Linear Algebra and SAT

Two observations I had on how one might use linear algebra to process and analyze SAT instances.

I don’t want to pretend that either of these ideas haven’t been discovered by someone else before, but I found them interesting and they didn’t come up immediately when I did a limited literature review. I would be excited to see papers that have developed these methods in a much richer manner than I have here!

Subsumption with Matrix Operations

In my undergraduate thesis, I spent a long time trying to encode the Nonogram puzzle in CNF. Following , I tried to iterate over each constraint, and for each constraint enumerate all possible fillings as a DNF formula. They can then convert this into CNF. This approach works wonderfully for Minesweeper, but fails miserably for Nonogram. The reason is that the number of cells in each constraint (the neighborhood) is fixed in Minesweeper but grows with the size of the board $n$, for Nonogram. With this, in Minesweeper you can enumerate all possible fillings for each number that you might see on a cell, and convert that to CNF with only a few possibilities to consider, ever. For Nonogram, the possible constraints depends on $n$, and the number of fillings for a given constraint depends on $n$ as well. You end up with an exponential number of possible constraints and each has an exponential number of solutions, so enumerating all solutions is difficult (although feasible through dynamic programming). The real backbreaker is converting this DNF that has size exponential in $n$ into CNF, risking another exponential blowup in size.

I implemented a branch-and-bound approach that would eliminate tautological clauses (clauses containing a literal and its negation) as well as subsumed clauses on the fly, but this still proved too slow. Any post-conversion cleaning did not prove effective, as my C program simply ran out of memory.

Ultimately I tried a different strategy to encode Nonogram by leveraging the similarity of its constraints to regular expressions which proved decently effective, but I’ve always been annoyed by how I was unable to apply the simple encoding strategy that was so effective for Minesweeper. While this post is not about how I ultimately got that encoding strategy to work, I was thinking about how to efficiently detect subsumption on a bike ride home from work and thought that implementing it through matrix operations might be a good route to try.

My intuition was that for two clauses, if we represent them as binary vectors to indicate which literals they contain (positive and negative occurences of a variable are different entries), you would know that the smaller subsumes the larger if the larger can be “projected” onto the smaller one in some sense. More precisely, for two binary vectors $\vec{a}$ and $\vec{b}$, if $\vec{a}\cdot\vec{b} = min(\lVert\vec{a}\rVert,\lVert\vec{b}\rVert)$. Note that the dot product can’t be greater than $min(\lVert\vec{a}\rVert,\lVert\vec{b}\rVert)$, and if it is less that means that there is a literal in the smaller clause that is not contained in the larger one, meaning no subsumption.

The next task is to compute this efficiently. For a given CNF formula, the first step is to represent each clause as a binary vector. These binary vectors will then be stored in a matrix. I think that a data structure for CNF formulae would reasonably store the highest variable index and number of clauses, which give the dimensions of the matrix. In the Nonogram case, the highest variable index is $n$ which is much less than the number of clauses we will have, giving us an incredibly tall matrix $A$. In the process of converting each of the clauses to binary vector representation, one could compute the magnitudes of the vectors by tracking how many one-indices are stored for each vector. Thus, I will assume that we have a vector with the magnitude of the $i$-th clause $c_i$ in binary representation as the $i$-th element.

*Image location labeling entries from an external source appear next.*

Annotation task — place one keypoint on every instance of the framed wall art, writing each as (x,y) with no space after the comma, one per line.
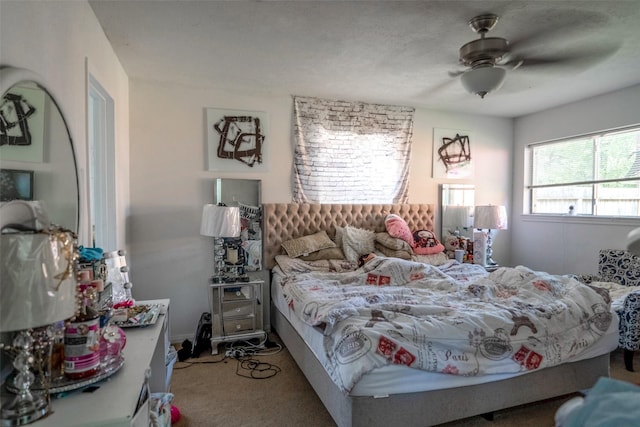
(16,185)
(22,124)
(237,140)
(452,154)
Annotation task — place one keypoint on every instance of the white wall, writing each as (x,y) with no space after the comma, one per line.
(56,39)
(170,182)
(562,244)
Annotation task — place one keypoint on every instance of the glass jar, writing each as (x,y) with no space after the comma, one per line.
(82,337)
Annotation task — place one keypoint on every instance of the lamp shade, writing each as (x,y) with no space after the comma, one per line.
(37,283)
(220,221)
(482,80)
(490,217)
(458,216)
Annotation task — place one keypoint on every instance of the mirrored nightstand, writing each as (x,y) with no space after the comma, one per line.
(236,312)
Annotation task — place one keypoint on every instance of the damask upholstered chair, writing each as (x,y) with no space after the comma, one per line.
(620,266)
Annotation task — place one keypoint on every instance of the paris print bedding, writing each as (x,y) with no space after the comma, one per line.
(455,318)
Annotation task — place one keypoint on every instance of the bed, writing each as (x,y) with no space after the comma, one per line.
(394,394)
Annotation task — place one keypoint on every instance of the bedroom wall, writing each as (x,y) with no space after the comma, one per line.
(564,244)
(170,183)
(68,37)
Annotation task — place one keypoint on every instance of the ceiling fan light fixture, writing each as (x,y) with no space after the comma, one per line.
(482,80)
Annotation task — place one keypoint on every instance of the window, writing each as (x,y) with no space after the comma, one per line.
(595,174)
(101,143)
(351,152)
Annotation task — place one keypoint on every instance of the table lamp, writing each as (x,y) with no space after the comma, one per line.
(37,289)
(490,217)
(220,221)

To compute the dot products between clauses, we simply compute $AA^T$. Then, for entry $A_{ij}$, we know that $c_i$ subsumes $c_j$ if $A_{ij} = min(\lVert\vec{c}_i\rVert,\lVert\vec{c}_j\rVert)$. We can gain further efficiency improvements by storing the magnitude vector in sorted order and then processing the smallest vectors first, thus removing as many future comparisons as possible.

SVD as a Heuristic for Difficulty

With the matrix idea in hand, I was wondering if there were any other possible ways to use it. It occured to me that if one can summarize the matrix in a low-dimensional space, that has the intuitive feel that the SAT instance is not that hard. I haven’t dug into this part yet, but that is to come…

Once I’ve introduced the idea of dimensionality reduction or SVD for my representation, I will do some empirical comparisons of this approach to measure hardness compared to other approaches that already exist in literature. I’ll take a bunch of SAT instances, compute the difficulty according to my metric (probably the number of dimensions to explain some proportion of the variance, which I can do a sensitivity analysis on), and plot that against the other metrics, looking for a correlation.